Pakistan elected its first Dalit woman Senator, Krishna Kumari Kohli, in the recently-held election. But this is very rare occurrence, as Dalits are the most disadvantaged sections of the Pakistani society.
Before Partition, Muslim League under Muhammad Ali Jinnah co-opted Dalits to divide Hindu society and the nation. After the formation of Pakistan, the Dalit population in that country has been dwindling. Their rights are violated with impunity.
Jinnah made Jogendra Nath Mandal, a Dalit leader, a minister in his cabinet much to the chagrin of hawks in the party. In March 1949, Mandal supported the Objective Resolution – the same resolution that today continues to generate political debates in Pakistan where the progressives believe that it has been exploited to transform Jinnah’s ‘secular Pakistan’ into a ‘religious state’, writes Akhtar Balouch, a Pakistani analyst. The Muslim League used Mandal, a votary of Muslim-Dalit unity, to divide the Hindu community. Finally, the Muslim League dumped him because in Pakistan Hindus of all castes and creed were an expendable lot irrespective of whether they supported the idea of Pakistan or not.

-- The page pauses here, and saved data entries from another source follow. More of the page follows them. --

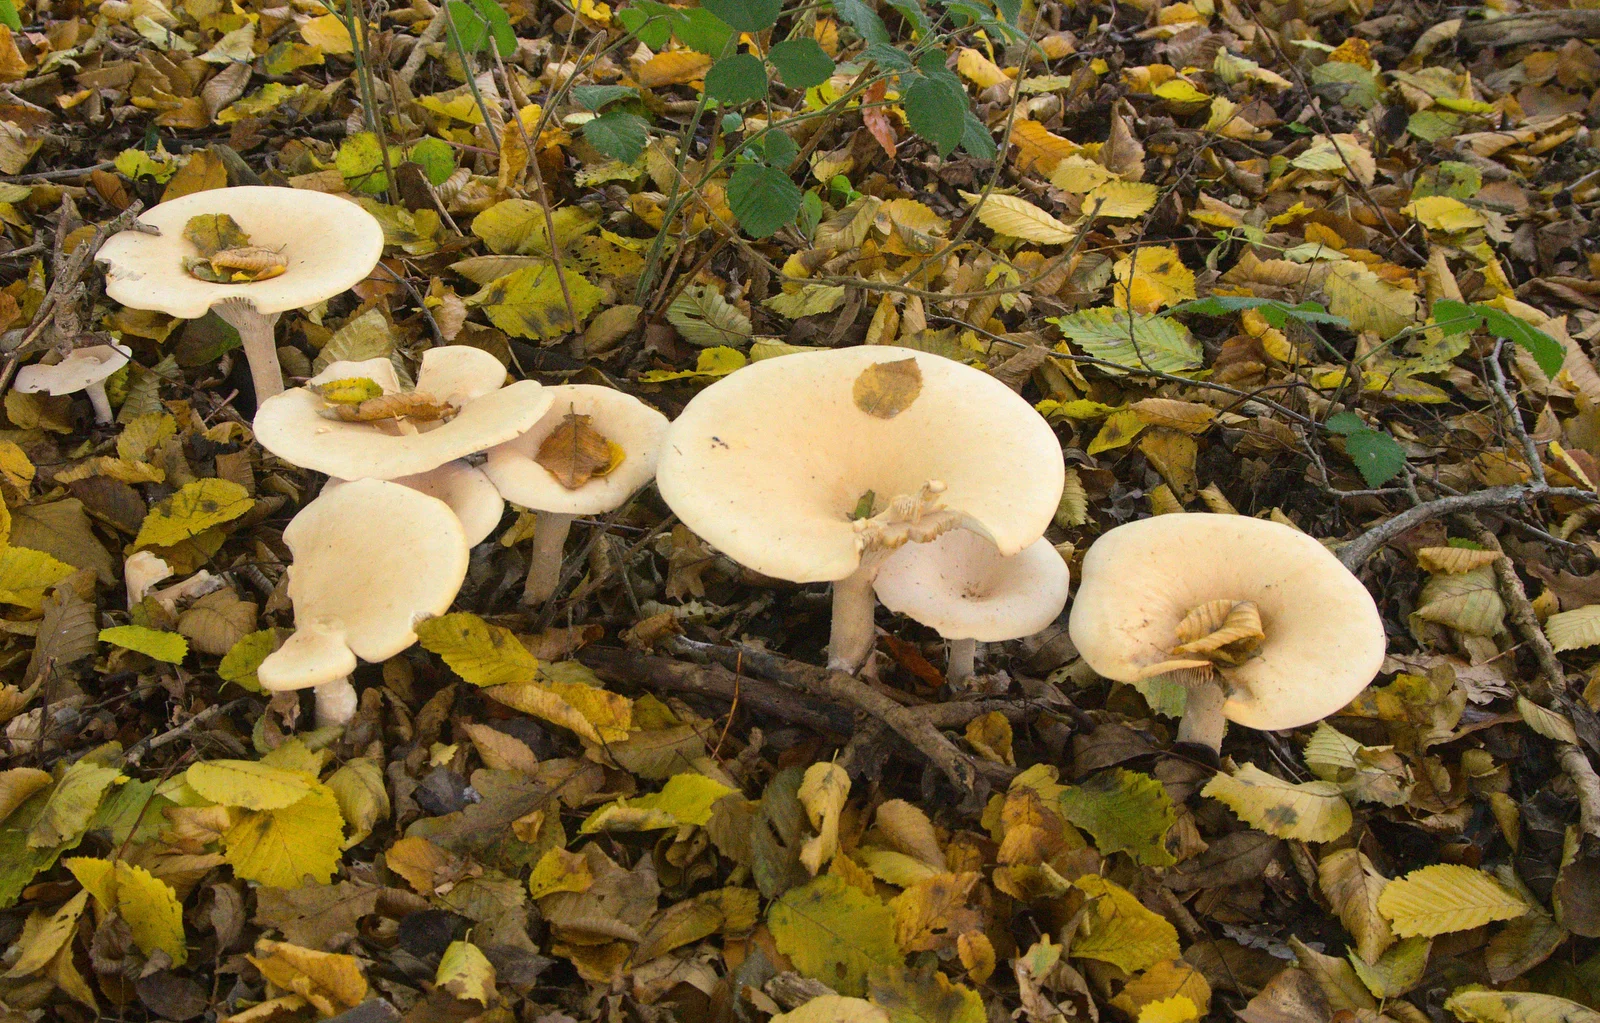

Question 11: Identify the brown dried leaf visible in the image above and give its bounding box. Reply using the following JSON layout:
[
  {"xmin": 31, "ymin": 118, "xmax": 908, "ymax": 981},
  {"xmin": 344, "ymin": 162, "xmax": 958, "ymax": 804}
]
[
  {"xmin": 535, "ymin": 413, "xmax": 619, "ymax": 490},
  {"xmin": 853, "ymin": 358, "xmax": 923, "ymax": 419},
  {"xmin": 323, "ymin": 392, "xmax": 459, "ymax": 423}
]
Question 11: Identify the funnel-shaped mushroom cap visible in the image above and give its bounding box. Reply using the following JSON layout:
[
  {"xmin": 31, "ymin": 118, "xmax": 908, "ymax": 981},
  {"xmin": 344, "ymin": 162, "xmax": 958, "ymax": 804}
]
[
  {"xmin": 1068, "ymin": 514, "xmax": 1385, "ymax": 731},
  {"xmin": 14, "ymin": 344, "xmax": 130, "ymax": 395},
  {"xmin": 252, "ymin": 347, "xmax": 551, "ymax": 480},
  {"xmin": 315, "ymin": 357, "xmax": 403, "ymax": 395},
  {"xmin": 484, "ymin": 384, "xmax": 670, "ymax": 515},
  {"xmin": 257, "ymin": 478, "xmax": 468, "ymax": 691},
  {"xmin": 323, "ymin": 460, "xmax": 504, "ymax": 546},
  {"xmin": 656, "ymin": 348, "xmax": 1064, "ymax": 583},
  {"xmin": 875, "ymin": 531, "xmax": 1070, "ymax": 642},
  {"xmin": 97, "ymin": 186, "xmax": 384, "ymax": 319},
  {"xmin": 415, "ymin": 346, "xmax": 507, "ymax": 405}
]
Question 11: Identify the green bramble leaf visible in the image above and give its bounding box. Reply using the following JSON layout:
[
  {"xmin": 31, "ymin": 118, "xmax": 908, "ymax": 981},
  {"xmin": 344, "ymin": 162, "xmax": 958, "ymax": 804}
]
[
  {"xmin": 1477, "ymin": 304, "xmax": 1564, "ymax": 377},
  {"xmin": 583, "ymin": 110, "xmax": 650, "ymax": 164},
  {"xmin": 0, "ymin": 0, "xmax": 20, "ymax": 31},
  {"xmin": 904, "ymin": 75, "xmax": 966, "ymax": 158},
  {"xmin": 705, "ymin": 53, "xmax": 768, "ymax": 105},
  {"xmin": 701, "ymin": 0, "xmax": 780, "ymax": 32},
  {"xmin": 728, "ymin": 164, "xmax": 804, "ymax": 239},
  {"xmin": 768, "ymin": 39, "xmax": 835, "ymax": 90}
]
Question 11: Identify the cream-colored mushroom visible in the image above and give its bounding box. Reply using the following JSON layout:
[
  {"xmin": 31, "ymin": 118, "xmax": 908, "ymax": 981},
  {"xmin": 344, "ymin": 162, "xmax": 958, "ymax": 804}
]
[
  {"xmin": 483, "ymin": 384, "xmax": 669, "ymax": 603},
  {"xmin": 257, "ymin": 478, "xmax": 469, "ymax": 727},
  {"xmin": 15, "ymin": 344, "xmax": 130, "ymax": 424},
  {"xmin": 656, "ymin": 347, "xmax": 1063, "ymax": 672},
  {"xmin": 97, "ymin": 186, "xmax": 384, "ymax": 403},
  {"xmin": 322, "ymin": 460, "xmax": 504, "ymax": 547},
  {"xmin": 252, "ymin": 346, "xmax": 549, "ymax": 481},
  {"xmin": 874, "ymin": 531, "xmax": 1070, "ymax": 683},
  {"xmin": 1068, "ymin": 513, "xmax": 1385, "ymax": 753}
]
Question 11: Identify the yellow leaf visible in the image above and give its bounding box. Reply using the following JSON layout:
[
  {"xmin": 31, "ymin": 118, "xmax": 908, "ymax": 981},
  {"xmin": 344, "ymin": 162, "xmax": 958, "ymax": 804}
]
[
  {"xmin": 162, "ymin": 150, "xmax": 228, "ymax": 201},
  {"xmin": 437, "ymin": 940, "xmax": 496, "ymax": 1003},
  {"xmin": 1049, "ymin": 155, "xmax": 1115, "ymax": 192},
  {"xmin": 99, "ymin": 625, "xmax": 187, "ymax": 664},
  {"xmin": 1085, "ymin": 180, "xmax": 1159, "ymax": 219},
  {"xmin": 0, "ymin": 546, "xmax": 76, "ymax": 609},
  {"xmin": 852, "ymin": 358, "xmax": 923, "ymax": 419},
  {"xmin": 1112, "ymin": 246, "xmax": 1195, "ymax": 313},
  {"xmin": 1318, "ymin": 848, "xmax": 1395, "ymax": 965},
  {"xmin": 1325, "ymin": 261, "xmax": 1418, "ymax": 336},
  {"xmin": 4, "ymin": 889, "xmax": 88, "ymax": 977},
  {"xmin": 1417, "ymin": 547, "xmax": 1502, "ymax": 574},
  {"xmin": 0, "ymin": 441, "xmax": 36, "ymax": 487},
  {"xmin": 1517, "ymin": 696, "xmax": 1578, "ymax": 745},
  {"xmin": 249, "ymin": 940, "xmax": 367, "ymax": 1017},
  {"xmin": 64, "ymin": 858, "xmax": 187, "ymax": 965},
  {"xmin": 769, "ymin": 875, "xmax": 900, "ymax": 997},
  {"xmin": 970, "ymin": 194, "xmax": 1076, "ymax": 245},
  {"xmin": 1403, "ymin": 195, "xmax": 1485, "ymax": 233},
  {"xmin": 1414, "ymin": 565, "xmax": 1505, "ymax": 636},
  {"xmin": 300, "ymin": 13, "xmax": 353, "ymax": 54},
  {"xmin": 222, "ymin": 783, "xmax": 345, "ymax": 888},
  {"xmin": 186, "ymin": 760, "xmax": 317, "ymax": 810},
  {"xmin": 798, "ymin": 762, "xmax": 850, "ymax": 874},
  {"xmin": 415, "ymin": 613, "xmax": 539, "ymax": 686},
  {"xmin": 1546, "ymin": 605, "xmax": 1600, "ymax": 652},
  {"xmin": 1110, "ymin": 960, "xmax": 1212, "ymax": 1019},
  {"xmin": 487, "ymin": 677, "xmax": 632, "ymax": 744},
  {"xmin": 325, "ymin": 758, "xmax": 388, "ymax": 847},
  {"xmin": 1377, "ymin": 864, "xmax": 1528, "ymax": 938},
  {"xmin": 1072, "ymin": 874, "xmax": 1181, "ymax": 973},
  {"xmin": 1291, "ymin": 133, "xmax": 1376, "ymax": 186},
  {"xmin": 956, "ymin": 48, "xmax": 1009, "ymax": 88},
  {"xmin": 1201, "ymin": 764, "xmax": 1353, "ymax": 842},
  {"xmin": 528, "ymin": 847, "xmax": 593, "ymax": 899},
  {"xmin": 1444, "ymin": 989, "xmax": 1600, "ymax": 1023},
  {"xmin": 30, "ymin": 759, "xmax": 121, "ymax": 850},
  {"xmin": 957, "ymin": 931, "xmax": 995, "ymax": 983},
  {"xmin": 1088, "ymin": 408, "xmax": 1145, "ymax": 455},
  {"xmin": 639, "ymin": 50, "xmax": 713, "ymax": 87},
  {"xmin": 469, "ymin": 264, "xmax": 606, "ymax": 340},
  {"xmin": 1009, "ymin": 120, "xmax": 1080, "ymax": 173},
  {"xmin": 135, "ymin": 479, "xmax": 253, "ymax": 549},
  {"xmin": 580, "ymin": 772, "xmax": 733, "ymax": 832},
  {"xmin": 1139, "ymin": 996, "xmax": 1200, "ymax": 1023},
  {"xmin": 773, "ymin": 996, "xmax": 889, "ymax": 1023},
  {"xmin": 0, "ymin": 768, "xmax": 52, "ymax": 826}
]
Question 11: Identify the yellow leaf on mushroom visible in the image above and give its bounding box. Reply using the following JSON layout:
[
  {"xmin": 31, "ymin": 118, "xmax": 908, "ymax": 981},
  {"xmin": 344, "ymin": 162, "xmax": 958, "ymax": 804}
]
[
  {"xmin": 853, "ymin": 358, "xmax": 924, "ymax": 419},
  {"xmin": 535, "ymin": 413, "xmax": 623, "ymax": 489}
]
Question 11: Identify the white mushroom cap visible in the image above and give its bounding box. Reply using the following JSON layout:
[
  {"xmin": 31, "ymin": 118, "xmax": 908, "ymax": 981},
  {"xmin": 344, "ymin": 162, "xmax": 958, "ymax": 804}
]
[
  {"xmin": 874, "ymin": 532, "xmax": 1070, "ymax": 642},
  {"xmin": 14, "ymin": 344, "xmax": 130, "ymax": 395},
  {"xmin": 655, "ymin": 347, "xmax": 1064, "ymax": 583},
  {"xmin": 97, "ymin": 186, "xmax": 384, "ymax": 319},
  {"xmin": 484, "ymin": 384, "xmax": 670, "ymax": 515},
  {"xmin": 253, "ymin": 347, "xmax": 551, "ymax": 480},
  {"xmin": 323, "ymin": 460, "xmax": 504, "ymax": 546},
  {"xmin": 311, "ymin": 357, "xmax": 403, "ymax": 394},
  {"xmin": 1067, "ymin": 514, "xmax": 1385, "ymax": 731},
  {"xmin": 414, "ymin": 346, "xmax": 508, "ymax": 405},
  {"xmin": 257, "ymin": 478, "xmax": 469, "ymax": 692}
]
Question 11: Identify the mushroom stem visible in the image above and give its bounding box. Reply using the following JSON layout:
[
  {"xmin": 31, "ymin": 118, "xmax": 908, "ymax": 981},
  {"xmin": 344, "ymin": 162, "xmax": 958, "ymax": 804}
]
[
  {"xmin": 1177, "ymin": 679, "xmax": 1228, "ymax": 753},
  {"xmin": 213, "ymin": 297, "xmax": 286, "ymax": 402},
  {"xmin": 524, "ymin": 511, "xmax": 577, "ymax": 604},
  {"xmin": 828, "ymin": 551, "xmax": 889, "ymax": 673},
  {"xmin": 947, "ymin": 638, "xmax": 976, "ymax": 683},
  {"xmin": 86, "ymin": 382, "xmax": 114, "ymax": 424},
  {"xmin": 314, "ymin": 678, "xmax": 358, "ymax": 728}
]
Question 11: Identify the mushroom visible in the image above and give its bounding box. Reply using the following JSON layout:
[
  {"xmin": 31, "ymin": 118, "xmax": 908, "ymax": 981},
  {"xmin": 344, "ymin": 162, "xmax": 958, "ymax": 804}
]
[
  {"xmin": 14, "ymin": 344, "xmax": 130, "ymax": 424},
  {"xmin": 322, "ymin": 460, "xmax": 504, "ymax": 546},
  {"xmin": 97, "ymin": 186, "xmax": 384, "ymax": 403},
  {"xmin": 874, "ymin": 531, "xmax": 1071, "ymax": 683},
  {"xmin": 1067, "ymin": 513, "xmax": 1386, "ymax": 754},
  {"xmin": 257, "ymin": 478, "xmax": 469, "ymax": 727},
  {"xmin": 656, "ymin": 347, "xmax": 1063, "ymax": 672},
  {"xmin": 482, "ymin": 384, "xmax": 669, "ymax": 603},
  {"xmin": 253, "ymin": 346, "xmax": 550, "ymax": 481}
]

Although Dalits were subjected to social disabilities for centuries, Pakistan has never cared to take any affirmative action to improve their condition. Although they constitute about 80% of Sindh’s Hindu population, they are not getting their share of jobs in state services. They also have their grievances against upper caste Hindu brethren too, as they think the latter come in way of their demand for reservation.
Radicalisation of Muslim youths in rural Sindh is a cause of concern for all minorities. “Partitioning of common graveyards into Muslim and non-Muslim sectors and the incidents of expulsion of the bodies of non-Muslims from the common graveyards have made them extremely bitter and apprehensive of what will happen next,” writes IA Rehman in Dawn.
According to him, Hindu temples and shrines are attacked and perpetrators are offered relief by being declared mentally challenged persons, “while no mitigating factor is accepted if a non-Muslim is accused of an offence relating to religion”. Their lands are grabbed in the name of development through new land disposal policies.
“The scheduled castes of Sindh have long been protesting against the government’s failure to allot the lands taken over by the Enemy Property Board and the Evacuee Trust Property Board to the landless from among them. Had a rational policy been adopted, the rural economy could have been improved years ago. Now some of these lands are alleged to have been allotted to madrassas that their hardline sponsors are setting up amidst all-Hindu settlements,” adds Rehman. The administration is also complicit in this land-grab. The government is colluding with the extremist religious parties who are carrying out massive conversion activities to alter the demography of the region.